Magda refers to all Fischer Hall residents as movie stars, because once, long before I started working there, a scene from one of the Teenage Mutant Ninja Turtle movies was shot in the building’s penthouse, and many of the residents were cast as extras, gazing up from Washington Square Park in amazement as either Donatello or Raphael performed amazing feats of turtle daring high above their heads.
Magda was a teenager herself at the time, newly emigrated from the Dominican Republic, but it left an indelible impression on her . . . that in America, anything can happen. A scene from a movie could even be shot at your place of work, and you could become a movie star . . . or at least a tiny blob in a crowd scene in a movie about teenage mutant turtles who are also ninjas.
Maybe that’s why every day since she’s dressed for work as if a film director might come walking in and cast her in his next picture. You just never knew.
“How’d you hear about my mom?” I ask Magda as I steal a couple of grapes from the artfully arranged bunches by the “Fruitopia.”

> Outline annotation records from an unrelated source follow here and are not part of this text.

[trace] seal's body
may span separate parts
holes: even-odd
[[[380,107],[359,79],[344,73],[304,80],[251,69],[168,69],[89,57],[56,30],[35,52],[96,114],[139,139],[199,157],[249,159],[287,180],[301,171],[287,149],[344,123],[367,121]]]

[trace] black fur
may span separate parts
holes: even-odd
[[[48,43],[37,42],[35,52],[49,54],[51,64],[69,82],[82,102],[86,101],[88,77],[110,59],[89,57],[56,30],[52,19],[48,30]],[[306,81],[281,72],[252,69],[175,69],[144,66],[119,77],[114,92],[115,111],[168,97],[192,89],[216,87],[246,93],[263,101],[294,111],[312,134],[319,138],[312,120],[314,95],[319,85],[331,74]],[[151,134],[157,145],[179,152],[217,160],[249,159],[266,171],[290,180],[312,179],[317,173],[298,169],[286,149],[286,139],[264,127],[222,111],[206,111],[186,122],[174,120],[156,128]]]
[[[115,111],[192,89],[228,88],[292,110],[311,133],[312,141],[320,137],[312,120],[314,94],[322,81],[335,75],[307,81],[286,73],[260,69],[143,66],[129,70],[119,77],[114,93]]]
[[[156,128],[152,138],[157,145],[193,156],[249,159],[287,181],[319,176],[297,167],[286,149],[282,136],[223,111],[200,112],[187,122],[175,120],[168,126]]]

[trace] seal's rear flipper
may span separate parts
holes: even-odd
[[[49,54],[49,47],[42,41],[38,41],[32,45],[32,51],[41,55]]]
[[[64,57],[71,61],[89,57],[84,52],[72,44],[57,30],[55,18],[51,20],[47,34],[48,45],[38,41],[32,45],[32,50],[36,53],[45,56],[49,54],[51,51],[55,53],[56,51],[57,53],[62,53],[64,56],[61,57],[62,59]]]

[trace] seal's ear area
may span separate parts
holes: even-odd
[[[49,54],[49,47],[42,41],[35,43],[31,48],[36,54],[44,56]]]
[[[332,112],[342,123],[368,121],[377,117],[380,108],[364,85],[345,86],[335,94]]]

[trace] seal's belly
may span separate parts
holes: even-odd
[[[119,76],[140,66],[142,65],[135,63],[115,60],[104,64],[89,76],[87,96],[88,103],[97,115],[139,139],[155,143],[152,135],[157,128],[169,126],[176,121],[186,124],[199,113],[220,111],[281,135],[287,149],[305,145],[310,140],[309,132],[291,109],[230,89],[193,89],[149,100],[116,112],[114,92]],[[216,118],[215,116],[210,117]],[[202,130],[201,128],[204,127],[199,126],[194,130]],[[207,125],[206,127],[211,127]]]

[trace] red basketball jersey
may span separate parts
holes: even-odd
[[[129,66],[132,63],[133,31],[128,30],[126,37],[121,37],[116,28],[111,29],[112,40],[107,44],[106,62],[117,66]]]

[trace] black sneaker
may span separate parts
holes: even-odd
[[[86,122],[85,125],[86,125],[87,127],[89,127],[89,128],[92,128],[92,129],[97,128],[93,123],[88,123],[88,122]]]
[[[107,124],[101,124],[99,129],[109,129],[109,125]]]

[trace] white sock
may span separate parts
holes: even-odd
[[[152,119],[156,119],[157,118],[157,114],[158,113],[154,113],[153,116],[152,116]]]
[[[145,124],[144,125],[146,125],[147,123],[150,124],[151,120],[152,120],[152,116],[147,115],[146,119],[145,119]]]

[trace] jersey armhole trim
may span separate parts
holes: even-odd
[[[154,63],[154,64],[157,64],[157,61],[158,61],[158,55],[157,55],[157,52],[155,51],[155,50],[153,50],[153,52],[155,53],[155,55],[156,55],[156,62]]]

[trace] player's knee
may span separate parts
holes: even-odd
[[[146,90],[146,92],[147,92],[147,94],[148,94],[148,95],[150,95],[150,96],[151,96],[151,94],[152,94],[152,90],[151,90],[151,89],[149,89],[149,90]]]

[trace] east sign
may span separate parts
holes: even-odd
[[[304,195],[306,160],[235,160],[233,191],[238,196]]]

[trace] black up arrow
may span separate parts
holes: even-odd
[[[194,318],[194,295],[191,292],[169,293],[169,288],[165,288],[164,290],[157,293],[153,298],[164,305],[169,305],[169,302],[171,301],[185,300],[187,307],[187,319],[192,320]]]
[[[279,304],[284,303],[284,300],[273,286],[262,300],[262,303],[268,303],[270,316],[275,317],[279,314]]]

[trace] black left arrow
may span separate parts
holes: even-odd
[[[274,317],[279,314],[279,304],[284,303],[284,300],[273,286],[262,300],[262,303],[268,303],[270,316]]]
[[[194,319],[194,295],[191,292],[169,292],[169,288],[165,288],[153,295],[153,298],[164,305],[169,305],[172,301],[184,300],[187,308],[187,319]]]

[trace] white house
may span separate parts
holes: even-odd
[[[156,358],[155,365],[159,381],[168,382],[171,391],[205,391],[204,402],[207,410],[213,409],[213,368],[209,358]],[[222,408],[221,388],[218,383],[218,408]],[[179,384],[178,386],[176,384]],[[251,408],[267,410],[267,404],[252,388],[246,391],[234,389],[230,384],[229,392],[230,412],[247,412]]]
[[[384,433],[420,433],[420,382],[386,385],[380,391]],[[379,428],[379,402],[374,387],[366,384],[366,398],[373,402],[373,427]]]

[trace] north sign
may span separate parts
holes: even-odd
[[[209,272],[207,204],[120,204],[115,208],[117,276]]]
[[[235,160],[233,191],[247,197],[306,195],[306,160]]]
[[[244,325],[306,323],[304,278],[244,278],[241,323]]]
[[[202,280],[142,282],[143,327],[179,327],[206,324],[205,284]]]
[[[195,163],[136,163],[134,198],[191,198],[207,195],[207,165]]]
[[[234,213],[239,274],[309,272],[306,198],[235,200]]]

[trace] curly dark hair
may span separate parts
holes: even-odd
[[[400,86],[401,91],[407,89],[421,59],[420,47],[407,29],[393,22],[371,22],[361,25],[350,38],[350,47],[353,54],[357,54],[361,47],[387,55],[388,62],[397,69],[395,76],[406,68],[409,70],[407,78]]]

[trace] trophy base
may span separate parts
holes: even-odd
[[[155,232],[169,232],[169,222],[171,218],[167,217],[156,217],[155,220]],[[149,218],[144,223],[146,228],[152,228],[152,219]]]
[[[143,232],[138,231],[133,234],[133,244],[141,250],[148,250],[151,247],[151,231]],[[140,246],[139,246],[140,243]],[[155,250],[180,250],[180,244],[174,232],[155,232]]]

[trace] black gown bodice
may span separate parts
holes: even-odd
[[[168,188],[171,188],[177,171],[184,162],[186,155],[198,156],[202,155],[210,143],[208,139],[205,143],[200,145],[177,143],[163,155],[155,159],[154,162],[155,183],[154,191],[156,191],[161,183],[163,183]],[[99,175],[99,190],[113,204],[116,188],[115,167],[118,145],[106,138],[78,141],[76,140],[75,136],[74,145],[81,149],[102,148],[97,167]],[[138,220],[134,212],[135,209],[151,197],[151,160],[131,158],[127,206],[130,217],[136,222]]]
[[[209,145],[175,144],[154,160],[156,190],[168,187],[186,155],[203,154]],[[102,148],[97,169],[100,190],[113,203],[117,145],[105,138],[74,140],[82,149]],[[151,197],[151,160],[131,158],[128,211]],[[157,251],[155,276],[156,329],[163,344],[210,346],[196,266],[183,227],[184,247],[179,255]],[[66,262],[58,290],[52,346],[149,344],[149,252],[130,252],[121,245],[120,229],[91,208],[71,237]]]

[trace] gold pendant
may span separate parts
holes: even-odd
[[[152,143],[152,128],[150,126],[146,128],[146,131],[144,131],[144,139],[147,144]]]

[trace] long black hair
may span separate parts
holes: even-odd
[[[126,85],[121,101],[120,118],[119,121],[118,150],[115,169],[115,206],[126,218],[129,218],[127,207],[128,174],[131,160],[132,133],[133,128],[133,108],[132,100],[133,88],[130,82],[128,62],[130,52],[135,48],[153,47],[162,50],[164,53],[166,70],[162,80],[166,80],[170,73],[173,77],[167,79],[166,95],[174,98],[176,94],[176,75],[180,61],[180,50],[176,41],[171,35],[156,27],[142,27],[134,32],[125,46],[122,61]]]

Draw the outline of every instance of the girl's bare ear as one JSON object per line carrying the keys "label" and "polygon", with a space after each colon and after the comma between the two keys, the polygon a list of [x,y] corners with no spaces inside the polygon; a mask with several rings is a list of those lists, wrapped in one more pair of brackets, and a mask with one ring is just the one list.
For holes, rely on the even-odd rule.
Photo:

“Patty texted me last night,” Magda says, fishing her smartphone from the pocket of her uniform and waving it at me. Her phone, like the rest of her, is covered in metallic-gold spangles. “She texted all the bridesmaids. She was so angry with that little sister of Cooper’s—Nicole—for what she did, inviting your mother like that. I told her when I found out she was doing it, sending those extra invitations, I said, ‘Don’t do it. Heather won’t like it.’ But she kept saying, ‘Oh, no, she will. Heather has so few people coming to the wedding, and my brother has so many. It will be a nice surprise. My dad will pay for it.’ I thought, well, maybe she will like it. But inviting your mother like that? I couldn’t imagine that would be a nice surprise.”